Controverses chroniques sur le rôle des enfants dans la transmission de la Covid
Cependant, là où les préconisations concernant le port d’équipement de protection par les adultes en lieux clos faisaient quasiment consensus, celles concernant les enfants sont davantage controversées. Ainsi, constate-t-on que la tonalité des auteurs de la tribune tranche significativement avec l’approche de la Société française de pédiatrie. Cette dernière a multiplié ces dernières semaines les communiqués pour exhorter les pouvoirs publics à organiser une rentrée la plus normale possible, en rappelant que les enfants ne devaient pas être considérés comme des « problèmes ». Ainsi quand les médecins appelant au port du masque dès 6 ans écrivent : « Les enfants de moins de 11 ans sont aussi contaminants que les adolescents ou les adultes, comme l’ont rappelé les virologues allemands ou l’Académie américaine de pédiatrie », la Société française de pédiatrie est bien plus nuancée, invitant à relativiser clairement la pertinence du port du masque dès l’école primaire : « Nos connaissances sur ce virus ont beaucoup progressé, même s’il persiste des incertitudes. Il y a aujourd’hui consensus sur le fait que les enfants, et en particulier ceux de moins de 10 ans, ne contribuent pas significativement à la transmission de COVID19. Les transmissions entre enfants, ou d’enfants à adultes, sont très peu fréquentes. C’est l’adulte qui représente le transmetteur le plus fréquent de cette infection. Il est par ailleurs très probable que l’enfant exposé à un cas contaminant s’infecte moins qu’un adulte : les différentes enquêtes rapportées montrent un taux d’infection très inférieur chez les enfants, comparativement à celui observé chez les adultes. Enfin, il faut rappeler que même lorsqu’ils s’infectent, les enfants sont souvent asymptomatiques ». Dès lors, la SFP ne milite nullement pour le port du masque obligatoire dès six ans et invite même à une politique raisonnée en cas de détection d’un cas dans une classe. Elle encourage ainsi les responsables publics à « bien cibler les indications d’exclusions transitoires des enfants infectés, et plus encore les éventuelles fermetures de classe, pour limiter les ruptures de suivi scolaire ».
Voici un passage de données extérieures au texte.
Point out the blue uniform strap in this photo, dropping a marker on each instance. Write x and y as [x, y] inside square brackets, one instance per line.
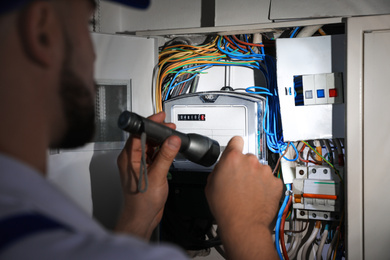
[18, 227]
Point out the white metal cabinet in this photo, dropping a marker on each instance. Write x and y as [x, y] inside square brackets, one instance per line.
[367, 137]
[303, 9]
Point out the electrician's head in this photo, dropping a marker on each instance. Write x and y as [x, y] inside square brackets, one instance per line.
[47, 52]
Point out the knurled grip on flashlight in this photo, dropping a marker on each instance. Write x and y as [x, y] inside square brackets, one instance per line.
[196, 148]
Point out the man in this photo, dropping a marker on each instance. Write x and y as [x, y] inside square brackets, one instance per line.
[46, 101]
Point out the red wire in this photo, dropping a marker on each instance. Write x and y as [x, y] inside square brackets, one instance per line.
[232, 44]
[285, 212]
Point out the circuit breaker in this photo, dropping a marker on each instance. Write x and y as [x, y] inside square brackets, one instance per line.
[317, 193]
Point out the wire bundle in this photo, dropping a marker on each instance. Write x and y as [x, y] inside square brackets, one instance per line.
[180, 64]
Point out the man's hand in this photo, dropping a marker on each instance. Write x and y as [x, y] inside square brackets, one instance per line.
[243, 196]
[143, 211]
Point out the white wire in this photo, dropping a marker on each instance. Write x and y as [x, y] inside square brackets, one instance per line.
[154, 77]
[293, 250]
[322, 243]
[310, 240]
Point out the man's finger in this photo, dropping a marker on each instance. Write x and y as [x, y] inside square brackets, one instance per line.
[165, 156]
[236, 143]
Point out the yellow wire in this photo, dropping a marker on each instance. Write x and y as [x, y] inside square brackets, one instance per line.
[331, 165]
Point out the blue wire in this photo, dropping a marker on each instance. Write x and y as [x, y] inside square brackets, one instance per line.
[279, 220]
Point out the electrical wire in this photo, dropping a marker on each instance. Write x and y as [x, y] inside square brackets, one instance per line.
[332, 244]
[293, 250]
[176, 60]
[331, 165]
[322, 242]
[294, 32]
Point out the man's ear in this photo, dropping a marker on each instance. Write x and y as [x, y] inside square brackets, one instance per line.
[41, 33]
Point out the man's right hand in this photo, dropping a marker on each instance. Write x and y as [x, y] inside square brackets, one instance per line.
[243, 196]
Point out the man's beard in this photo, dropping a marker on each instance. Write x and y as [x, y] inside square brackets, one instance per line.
[78, 107]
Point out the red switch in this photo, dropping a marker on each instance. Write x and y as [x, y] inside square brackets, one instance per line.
[332, 92]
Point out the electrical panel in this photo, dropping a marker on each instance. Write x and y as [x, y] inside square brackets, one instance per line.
[317, 193]
[220, 116]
D’une manière générale, quand les auteurs de l’appel publié par le Parisien jugent que la France devrait s’inspirer d’exemples étrangers en envisageant davantage d’enseignements à distance, la Société française de pédiatrie reste guidée par l’intérêt de l’enfant : « Il est urgent de rappeler combien les bénéfices éducatifs et sociaux apportés par l’école sont très supérieurs aux risques d’une éventuelle contamination COVID19 de l’enfant en milieu scolaire ». Une fois encore ce sera au pouvoir politique de réaliser le très délicat arbitrage entre préservation de la vie sociale et éducative et prévention sanitaire en s’appuyant sur des éléments de preuve solides.